What is KNIME Software?

One enterprise-grade software platform, two complementary tools: the open source KNIME Analytics Platform for creating data science, and the commercial KNIME Hub for productionizing data science.

If you are new to KNIME, you can download KNIME Analytics Platform via your internal catalog or directly on the KNIME website. We suggest you look at our guide to getting started to build your first workflow.

image1

Workflow design process: From KNIME Analytics Platform to KNIME Hub

As mentioned before, these are complementary tools.

KNIME Analytics Platform is our open source software for creating data science. Intuitive, open, and continuously integrating new developments, it makes understanding data and designing workflows and reusable components accessible to everyone.

KNIME Hub is an enterprise software for team-based collaboration, automation, management, and deployment of data science workflows as Data Apps, Services, and more.

As you start your data project with KNIME, you will create a workflow that can then be uploaded to KNIME Hub. KNIME Analytics Platform is how you’ll design your data process via a workflow. Once your workflow is ready, it can be easily automated or deployed when you upload it to KNIME Hub.

Before building a KNIME Workflow: project prerequisites

As with any project, prior to building your workflow, it’s important to understand the scope of what you’re working with. This checklist can guide you:

  • Is there a clearly defined goal that is measurable and achievable?
    For example: We want to reduce the churn rate by 15%.

  • What data sources are required to reach the goal? Do you have access to these sources?

  • Who should consume your deployed data science application, and how?
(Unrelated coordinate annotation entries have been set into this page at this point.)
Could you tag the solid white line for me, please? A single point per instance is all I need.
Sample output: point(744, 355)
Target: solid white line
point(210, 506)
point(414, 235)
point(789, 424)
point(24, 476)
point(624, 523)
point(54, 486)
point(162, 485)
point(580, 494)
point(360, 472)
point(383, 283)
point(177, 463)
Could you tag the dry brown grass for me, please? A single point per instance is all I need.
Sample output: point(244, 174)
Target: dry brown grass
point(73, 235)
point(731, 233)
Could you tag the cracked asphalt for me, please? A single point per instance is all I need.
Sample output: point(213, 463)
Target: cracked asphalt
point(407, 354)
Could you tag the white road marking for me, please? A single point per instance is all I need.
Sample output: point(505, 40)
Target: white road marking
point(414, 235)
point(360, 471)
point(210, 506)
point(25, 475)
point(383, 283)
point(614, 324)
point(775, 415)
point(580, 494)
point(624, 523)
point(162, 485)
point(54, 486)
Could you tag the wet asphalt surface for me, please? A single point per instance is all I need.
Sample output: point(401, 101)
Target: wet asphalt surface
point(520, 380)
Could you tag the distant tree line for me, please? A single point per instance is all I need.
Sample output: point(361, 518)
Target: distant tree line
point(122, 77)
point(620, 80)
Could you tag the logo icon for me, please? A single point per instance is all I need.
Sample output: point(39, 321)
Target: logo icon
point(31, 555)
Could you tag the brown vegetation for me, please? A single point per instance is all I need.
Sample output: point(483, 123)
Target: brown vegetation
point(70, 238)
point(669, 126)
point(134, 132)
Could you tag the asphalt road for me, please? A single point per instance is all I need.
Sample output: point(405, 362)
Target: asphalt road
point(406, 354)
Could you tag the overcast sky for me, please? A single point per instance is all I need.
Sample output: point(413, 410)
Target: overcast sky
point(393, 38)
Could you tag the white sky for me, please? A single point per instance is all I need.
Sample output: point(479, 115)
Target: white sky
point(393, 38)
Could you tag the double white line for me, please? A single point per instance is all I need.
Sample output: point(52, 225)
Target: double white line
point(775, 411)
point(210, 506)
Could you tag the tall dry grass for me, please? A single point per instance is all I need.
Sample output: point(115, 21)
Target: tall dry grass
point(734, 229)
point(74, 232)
For instance are you making:

    • A scheduled workflow that regularly creates and sends a report?

    • A scheduled workflow that gets executed regularly to process new data or apply a predictive model?

    • A Data App that gets deployed to KNIME WebPortal?

    • A predictive model that is accessible via REST API?

  • What kind of workflows do you need to achieve your goal?

    • What is the task of each individual workflow that you want to build?

    • What is the input and output of each individual workflow?

    • Do your workflows share some parts?

  • Define the requirements for the created workflows (how fast the execution should be, how often should it be executed, etc.).

  • What hardware and software do you need to meet all these requirements?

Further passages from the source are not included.